Engineering Geology for the Snowy Mountains Scheme
No works come within the small area affected by this third glacial stage, The effects of the older second and third glaciations have been much modified by normal river erosion and denudation in the period following the glaciations, particularly at the lower levels where the streams are now entrenched well below their former glaciated floors. The glaciations generally, therefore, do not have a direct effect on many works. One project, however, the proposed Kosciusko Dam on Spencer’s Creek, a tributary of the Upper Snowy River, is greatly affected.
Rock Weathering:
Much of the undulating plateau country, the broad mature valleys and even most of the higher slopes of the steep-walled youthful valleys entrenched below the plateau surface, such as those of the Tumut and Upper Snowy Rivers, are covered with a mantle of residual soil often of great thickness formed by the weathering in place of the bed-rock. Only along the beds of actively degrading streams and the lowest hundred feet or so of the major valleys is it common to find fresh rock exposed at the surface.
Determination of the extent of the weathering and the nature and engineering properties of the products of weathering are among the most frequent and important geological problems encountered. They arise in connection with the investigation of the sites of practically every dam, tunnel and power station. Weathering often severely limits the number of possible quarry sites for concrete materials, rock fill and rip-rap. Residual soils often provide the most suitable and abundant sources of earth-fill for dam embankments and road building materials. Weathering greatly affects the location and design of roads in steep country.
Apart from these direct effects on the engineering works, the widespread blanket of soil makes geological mapping difficult by concealing the underlying rock and, in particular, it often tends to obscure weak-zones in the bed-rock, since both sound rock and weak rock are reduced by weathering to a similar soil.
Weathering is by no means uniformly developed throughout the area. The most important factors influencing its development are the rock type, the local geological structure and the erosional history of each particular locality.

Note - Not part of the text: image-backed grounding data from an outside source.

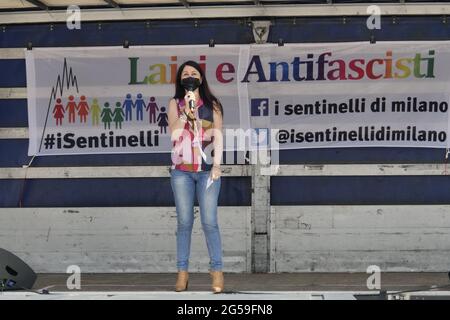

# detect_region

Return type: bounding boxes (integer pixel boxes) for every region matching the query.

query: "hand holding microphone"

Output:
[181,76,201,118]
[184,91,196,118]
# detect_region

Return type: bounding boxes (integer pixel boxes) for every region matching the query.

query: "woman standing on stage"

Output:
[168,60,224,293]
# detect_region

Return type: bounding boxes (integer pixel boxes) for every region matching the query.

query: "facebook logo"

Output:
[251,98,269,116]
[251,128,269,147]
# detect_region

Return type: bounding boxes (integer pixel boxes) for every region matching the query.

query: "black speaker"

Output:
[0,248,37,291]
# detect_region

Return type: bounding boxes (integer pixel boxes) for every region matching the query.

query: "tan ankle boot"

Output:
[210,271,224,293]
[175,271,189,292]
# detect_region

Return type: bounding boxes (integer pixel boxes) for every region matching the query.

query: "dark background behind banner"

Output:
[1,16,450,206]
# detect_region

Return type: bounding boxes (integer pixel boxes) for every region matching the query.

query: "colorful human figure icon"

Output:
[146,96,159,124]
[122,93,134,121]
[101,102,113,130]
[91,98,101,126]
[135,93,146,121]
[77,95,90,123]
[113,102,125,129]
[65,95,78,123]
[53,98,65,126]
[156,106,169,134]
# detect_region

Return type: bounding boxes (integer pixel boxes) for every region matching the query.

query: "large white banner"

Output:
[26,42,450,155]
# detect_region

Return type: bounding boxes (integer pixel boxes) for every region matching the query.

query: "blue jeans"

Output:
[170,168,222,271]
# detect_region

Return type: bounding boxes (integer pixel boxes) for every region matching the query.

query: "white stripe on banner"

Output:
[0,165,250,179]
[0,164,444,179]
[0,88,27,99]
[25,48,38,154]
[25,42,450,156]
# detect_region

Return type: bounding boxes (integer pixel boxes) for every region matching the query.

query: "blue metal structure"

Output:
[1,14,450,208]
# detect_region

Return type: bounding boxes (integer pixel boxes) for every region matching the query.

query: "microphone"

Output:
[187,91,196,113]
[181,77,201,114]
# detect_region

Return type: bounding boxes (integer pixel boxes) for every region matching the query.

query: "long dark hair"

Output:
[174,60,223,116]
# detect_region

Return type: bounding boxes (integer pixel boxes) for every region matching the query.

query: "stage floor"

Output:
[31,272,450,292]
[0,273,449,300]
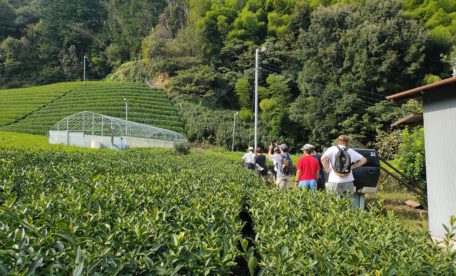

The granitic rocks are the most abundant and widespread rocks in the area, and it was therefore necessary at an early stage in the investigation to closely define the terms used to describe the various degrees of weathering of granitic rocks in order that descriptions of weathered rock exposed in outcrops, excavations, or in drill cores made by different geologists would be consistent and would indicate the engineering properties of the materials. Weathering of granite usually follows a regular pattern of development, and the degree of weathering can be consistently judged. Weathering in this case is mainly chemical weathering, recognized by the softening and decomposition of the felspars to clays, decay of the biotite mica, frequent brown discoloration throughout the fabric of the rock due to limonite, and a tendency for the rock to break into individual mineral grains, all leading to a reduction in its strength compared with its fresh state.